Joseph Haydn fut et demeure un professeur intègre. Cela ne l’empêchait pas de sourire. Son sourire et sa science nous instruisent encore…

Que pouvait-on attendre d’un gamin pauvre, né au début du printemps 1732 à Rohrau, un patelin autrichien sans prestige, proche de la Hongrie ?

La famille Haydn vivait à deux doigts de la misère, mais Joseph possédait une jolie voix. On le plaça donc chez un vague cousin, qui lui apprit à lire, à calculer, à baragouiner le latin, et à chanter aussi[1]. Le petit garçon de cinq ou six ans devint un excellent chantre et un timbalier capable d’accompagner les musiciens dans divers orchestres professionnels. Les percussions sont des instruments subtils. Joseph Haydn leur donna ultérieurement une belle place dans ses œuvres.

On prétend que sa biographie ne posséderait aucun caractère romanesque[2]. Cette vie semble étale. Haydn fut en effet assez tôt installé au service de la cour prestigieuse des Princes Esterhazy. Il n’a jamais fait que deux voyages à Londres vers la fin de sa vie. Son histoire matrimoniale fut morne. Il faisait chambre à part, et les quelques aventures qu’on lui connut ne perturbèrent guère sa tranquillité. La vie de Haydn ne présenterait donc rien d’intéressant : les livrées, le service, la routine, un travail acharné mais régulier… Joseph passait pour un pépère. On prétendit même qu’il fut le père du quatuor et le père de la symphonie, ce qui est nettement exagéré. Mozart, puis Beethoven, puis tout le 19è siècle l’appelèrent pourtant « Papa Haydn ».

Or, ce sobriquet, qui malheureusement court toujours, masque plus qu’il ne révèle la personnalité de ce génie. Car celui-ci présente bien plus une figure institutrice que paternelle. Haydn n’eut d’ailleurs pas d’enfants, mais il instruisit de nombreux élèves.

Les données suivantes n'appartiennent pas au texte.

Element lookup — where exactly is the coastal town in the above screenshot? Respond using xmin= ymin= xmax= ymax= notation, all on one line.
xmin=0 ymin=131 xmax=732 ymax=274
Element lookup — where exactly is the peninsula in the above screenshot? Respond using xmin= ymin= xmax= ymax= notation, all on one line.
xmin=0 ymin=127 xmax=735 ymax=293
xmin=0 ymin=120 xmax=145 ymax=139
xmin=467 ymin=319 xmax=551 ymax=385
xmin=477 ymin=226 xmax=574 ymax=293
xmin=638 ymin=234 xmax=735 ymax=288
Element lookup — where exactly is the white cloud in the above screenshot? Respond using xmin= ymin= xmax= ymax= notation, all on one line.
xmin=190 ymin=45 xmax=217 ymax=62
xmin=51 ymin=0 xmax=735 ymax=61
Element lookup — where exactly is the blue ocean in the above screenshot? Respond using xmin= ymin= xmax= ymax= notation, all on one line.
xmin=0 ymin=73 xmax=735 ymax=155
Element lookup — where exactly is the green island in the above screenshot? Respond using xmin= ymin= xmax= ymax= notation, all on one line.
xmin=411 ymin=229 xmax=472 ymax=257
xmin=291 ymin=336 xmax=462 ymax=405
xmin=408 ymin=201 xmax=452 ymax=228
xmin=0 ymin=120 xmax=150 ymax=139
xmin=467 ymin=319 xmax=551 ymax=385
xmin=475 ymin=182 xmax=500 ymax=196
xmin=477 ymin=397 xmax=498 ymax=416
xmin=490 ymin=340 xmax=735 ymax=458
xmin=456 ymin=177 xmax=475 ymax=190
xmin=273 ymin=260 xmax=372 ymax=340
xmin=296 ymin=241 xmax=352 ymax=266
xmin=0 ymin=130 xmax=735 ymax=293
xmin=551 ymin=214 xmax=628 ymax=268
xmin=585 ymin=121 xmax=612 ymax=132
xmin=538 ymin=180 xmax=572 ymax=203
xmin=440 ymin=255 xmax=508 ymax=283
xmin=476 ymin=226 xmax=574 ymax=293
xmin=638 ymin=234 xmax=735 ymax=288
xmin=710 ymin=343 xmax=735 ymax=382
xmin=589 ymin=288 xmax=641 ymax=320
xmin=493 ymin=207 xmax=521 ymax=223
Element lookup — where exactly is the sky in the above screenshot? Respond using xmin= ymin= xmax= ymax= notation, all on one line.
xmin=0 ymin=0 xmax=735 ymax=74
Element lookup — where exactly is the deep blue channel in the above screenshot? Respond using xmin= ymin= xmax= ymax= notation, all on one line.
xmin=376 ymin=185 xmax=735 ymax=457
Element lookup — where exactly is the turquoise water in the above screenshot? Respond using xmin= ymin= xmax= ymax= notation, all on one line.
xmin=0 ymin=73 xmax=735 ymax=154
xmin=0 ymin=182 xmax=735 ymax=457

Un instituteur sait beaucoup mais il s’honore de l’ignorance de ceux qu’il se propose à instruire, c’est-à-dire à faire grandir. Un instituteur se met à niveau, jamais par condescendance, mais par respect. Il reçoit une tradition, et il la met au gout du jour[3]. C’est en ce sens qu’on put prétendre que notre homme fonda les formes classiques. En fait il inventait peu, du point de vue formel. Il recevait les structures musicales de ses prédécesseurs, il les peaufinait, il les poussait à la perfection, et puis il transmettait toute sa science à ses disciples.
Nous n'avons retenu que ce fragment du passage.